Dagstuhl is a computer science research center in Germany, located in and named after a district of the town of Wadern, Merzig-Wadern, Saarland.


Following the model of the mathematical center at Oberwolfach, the center is installed in a very remote and relaxed location in the countryside.
The Leibniz Center is located in a historic country house, Schloss Dagstuhl, together with modern purpose-built buildings connected by an enclosed footbridge.
The ruins of the 13th-century Dagstuhl Castle are nearby, a short walk up a hill from the Schloss.


The Leibniz-Zentrum für Informatik was established at Dagstuhl in 1990. The center is managed as a non-profit organization, and financed by national funds. It receives scientific support by a variety of German and foreign research institutions. Until April 2008 the name of the center was: International Conference and Research Center for Computer Science. The center was founded by Reinhard Wilhelm, who continued as its director until May 2014, when Raimund Seidel became the director.


Dagstuhl's computer science library has over 50,000 books and other media, among them a full set of Springer-Verlag's Lecture Notes in Computer Science series and electronic access to many computer science journals.

Seminar series

Dagstuhl supports computer science by organizing high ranked seminars on hot topics in informatics. Dagstuhl Seminars, which are established after review and approval by the Scientific Directorate, bring together personally invited scientists from academia and industry from all over the world to discuss their newest ideas and problems. Apart from the Dagstuhl seminars, the center also hosts summer schools, group retreats, and other scientific events, all discussing informatics. Every year about 3,500 scientists stay in Dagstuhl for about 100 seminars, workshops and other scientific events. The number of participants is limited to enable discussion and by the available housing capacity.
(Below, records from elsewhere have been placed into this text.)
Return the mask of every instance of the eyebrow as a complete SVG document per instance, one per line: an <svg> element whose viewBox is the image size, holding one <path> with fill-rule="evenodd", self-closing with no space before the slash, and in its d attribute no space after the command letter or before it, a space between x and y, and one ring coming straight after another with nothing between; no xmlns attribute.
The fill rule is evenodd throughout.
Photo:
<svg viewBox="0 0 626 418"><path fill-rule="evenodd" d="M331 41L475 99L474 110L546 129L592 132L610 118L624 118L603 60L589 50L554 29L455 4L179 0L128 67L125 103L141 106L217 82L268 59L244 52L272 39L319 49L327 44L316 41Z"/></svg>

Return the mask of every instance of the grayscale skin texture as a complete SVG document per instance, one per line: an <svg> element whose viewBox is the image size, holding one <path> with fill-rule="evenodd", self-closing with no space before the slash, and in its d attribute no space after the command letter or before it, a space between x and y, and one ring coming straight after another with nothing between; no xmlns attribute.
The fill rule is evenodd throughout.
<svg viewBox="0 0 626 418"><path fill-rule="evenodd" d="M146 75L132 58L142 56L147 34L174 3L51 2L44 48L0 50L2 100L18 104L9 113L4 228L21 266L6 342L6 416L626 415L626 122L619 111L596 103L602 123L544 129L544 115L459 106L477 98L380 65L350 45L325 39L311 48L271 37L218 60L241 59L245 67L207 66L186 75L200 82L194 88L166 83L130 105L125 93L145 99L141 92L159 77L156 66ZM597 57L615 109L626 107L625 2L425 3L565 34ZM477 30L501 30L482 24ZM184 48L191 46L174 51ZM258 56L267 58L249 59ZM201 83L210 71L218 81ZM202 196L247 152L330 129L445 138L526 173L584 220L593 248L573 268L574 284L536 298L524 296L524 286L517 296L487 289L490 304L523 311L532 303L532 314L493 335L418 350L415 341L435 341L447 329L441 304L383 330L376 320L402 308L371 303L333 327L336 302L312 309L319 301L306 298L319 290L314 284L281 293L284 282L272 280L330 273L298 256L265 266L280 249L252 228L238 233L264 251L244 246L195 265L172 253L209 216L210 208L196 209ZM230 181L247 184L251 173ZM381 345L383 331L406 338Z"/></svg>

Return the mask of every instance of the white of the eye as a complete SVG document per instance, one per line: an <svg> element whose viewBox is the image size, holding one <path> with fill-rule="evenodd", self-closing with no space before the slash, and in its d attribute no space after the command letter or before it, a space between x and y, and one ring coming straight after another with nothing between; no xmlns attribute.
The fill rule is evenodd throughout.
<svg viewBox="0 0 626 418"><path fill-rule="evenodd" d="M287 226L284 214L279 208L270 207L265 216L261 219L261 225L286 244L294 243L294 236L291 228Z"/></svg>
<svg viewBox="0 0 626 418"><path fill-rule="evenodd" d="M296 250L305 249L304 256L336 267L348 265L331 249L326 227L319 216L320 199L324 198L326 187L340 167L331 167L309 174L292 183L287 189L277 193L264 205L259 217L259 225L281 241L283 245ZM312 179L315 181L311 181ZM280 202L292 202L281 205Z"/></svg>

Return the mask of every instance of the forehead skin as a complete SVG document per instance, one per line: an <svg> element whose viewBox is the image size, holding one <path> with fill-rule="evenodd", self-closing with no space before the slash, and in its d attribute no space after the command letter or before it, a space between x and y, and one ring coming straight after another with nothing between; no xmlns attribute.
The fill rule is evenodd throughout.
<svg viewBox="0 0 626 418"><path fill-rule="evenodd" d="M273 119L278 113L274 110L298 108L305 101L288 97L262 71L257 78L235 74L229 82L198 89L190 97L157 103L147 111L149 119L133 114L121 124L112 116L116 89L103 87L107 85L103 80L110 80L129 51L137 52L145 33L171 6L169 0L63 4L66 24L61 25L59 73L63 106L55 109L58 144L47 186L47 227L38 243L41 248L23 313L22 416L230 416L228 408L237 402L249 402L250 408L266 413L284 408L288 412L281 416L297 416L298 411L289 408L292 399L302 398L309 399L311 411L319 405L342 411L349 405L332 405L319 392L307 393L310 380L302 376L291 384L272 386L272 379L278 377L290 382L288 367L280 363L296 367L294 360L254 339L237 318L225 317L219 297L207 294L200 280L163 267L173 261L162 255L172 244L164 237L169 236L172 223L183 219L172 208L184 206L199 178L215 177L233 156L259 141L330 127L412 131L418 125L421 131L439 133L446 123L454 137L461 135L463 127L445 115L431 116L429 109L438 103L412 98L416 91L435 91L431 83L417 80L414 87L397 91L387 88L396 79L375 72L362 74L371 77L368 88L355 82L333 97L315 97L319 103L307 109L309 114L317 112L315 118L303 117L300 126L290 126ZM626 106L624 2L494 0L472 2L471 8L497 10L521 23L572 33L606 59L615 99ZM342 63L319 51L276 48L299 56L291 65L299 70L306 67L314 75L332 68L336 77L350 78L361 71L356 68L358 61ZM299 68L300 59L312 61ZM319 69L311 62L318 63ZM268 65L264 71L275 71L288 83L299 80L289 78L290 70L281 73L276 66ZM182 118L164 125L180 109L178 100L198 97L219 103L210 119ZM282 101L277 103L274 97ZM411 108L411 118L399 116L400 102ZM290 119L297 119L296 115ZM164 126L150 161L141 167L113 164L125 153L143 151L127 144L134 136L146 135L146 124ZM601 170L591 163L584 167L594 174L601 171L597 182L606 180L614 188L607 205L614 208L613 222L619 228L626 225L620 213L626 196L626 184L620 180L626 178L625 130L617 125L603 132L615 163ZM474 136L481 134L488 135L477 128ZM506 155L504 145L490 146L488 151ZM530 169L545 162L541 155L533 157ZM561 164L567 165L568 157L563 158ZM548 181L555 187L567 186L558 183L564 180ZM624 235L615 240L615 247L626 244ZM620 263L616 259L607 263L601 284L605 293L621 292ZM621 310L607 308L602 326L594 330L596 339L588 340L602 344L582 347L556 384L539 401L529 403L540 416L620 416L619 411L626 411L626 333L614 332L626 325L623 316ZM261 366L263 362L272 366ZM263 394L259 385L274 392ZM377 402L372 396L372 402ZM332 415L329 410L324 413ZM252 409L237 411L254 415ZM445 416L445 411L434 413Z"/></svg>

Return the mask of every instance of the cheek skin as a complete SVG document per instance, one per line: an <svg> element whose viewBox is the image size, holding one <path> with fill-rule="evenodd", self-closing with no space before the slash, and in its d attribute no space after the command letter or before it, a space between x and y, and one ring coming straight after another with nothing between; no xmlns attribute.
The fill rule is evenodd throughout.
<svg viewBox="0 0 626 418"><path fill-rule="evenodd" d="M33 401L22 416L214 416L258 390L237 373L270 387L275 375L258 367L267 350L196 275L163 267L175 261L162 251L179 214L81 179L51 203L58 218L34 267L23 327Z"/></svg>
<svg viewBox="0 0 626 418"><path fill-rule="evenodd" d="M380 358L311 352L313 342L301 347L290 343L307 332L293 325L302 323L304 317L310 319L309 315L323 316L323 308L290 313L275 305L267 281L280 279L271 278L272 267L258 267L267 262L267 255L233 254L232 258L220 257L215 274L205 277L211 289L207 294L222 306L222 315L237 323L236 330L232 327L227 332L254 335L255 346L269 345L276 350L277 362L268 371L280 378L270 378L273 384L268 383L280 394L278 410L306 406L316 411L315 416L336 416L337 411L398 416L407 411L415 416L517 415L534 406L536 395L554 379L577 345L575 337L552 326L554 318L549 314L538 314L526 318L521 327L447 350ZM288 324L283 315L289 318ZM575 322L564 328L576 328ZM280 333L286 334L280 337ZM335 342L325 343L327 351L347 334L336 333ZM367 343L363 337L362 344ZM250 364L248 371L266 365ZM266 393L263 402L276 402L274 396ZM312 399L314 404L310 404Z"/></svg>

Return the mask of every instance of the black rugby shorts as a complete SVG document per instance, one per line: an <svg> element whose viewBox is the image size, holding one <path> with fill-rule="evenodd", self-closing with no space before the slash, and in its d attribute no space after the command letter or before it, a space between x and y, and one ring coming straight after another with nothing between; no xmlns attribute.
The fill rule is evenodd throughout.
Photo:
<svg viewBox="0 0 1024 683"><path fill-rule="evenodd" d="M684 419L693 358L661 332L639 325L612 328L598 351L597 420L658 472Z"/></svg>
The stay is full-board; participants are accommodated in the original house or in the modern annex, and have all their meals at the center. Seminars are usually held for a weekly period: participants arrive on Sunday evening and depart on Friday evening or Saturday morning. One or sometimes two seminars are held simultaneously with other small meetings.
The cryptographic technique DP5 is named after Schloss Dagstuhl.


As well as publishing proceedings from its own seminars, the Leibniz Center publishes the Leibniz International Proceedings in Informatics, a series of open access conference proceedings from computer science conferences worldwide. Conferences published in this series include the Symposium on Theoretical Aspects of Computer Science, held annually in Germany and France, the conference on Foundations of Software Technology and Theoretical Computer Science, held annually in south Asia, the Computational Complexity Conference, held at a different international venue each year, the Symposium on Computational Geometry, the International Colloquium on Automata, Languages and Programming, the International Symposium on Mathematical Foundations of Computer Science and the International Conference on Concurrency Theory.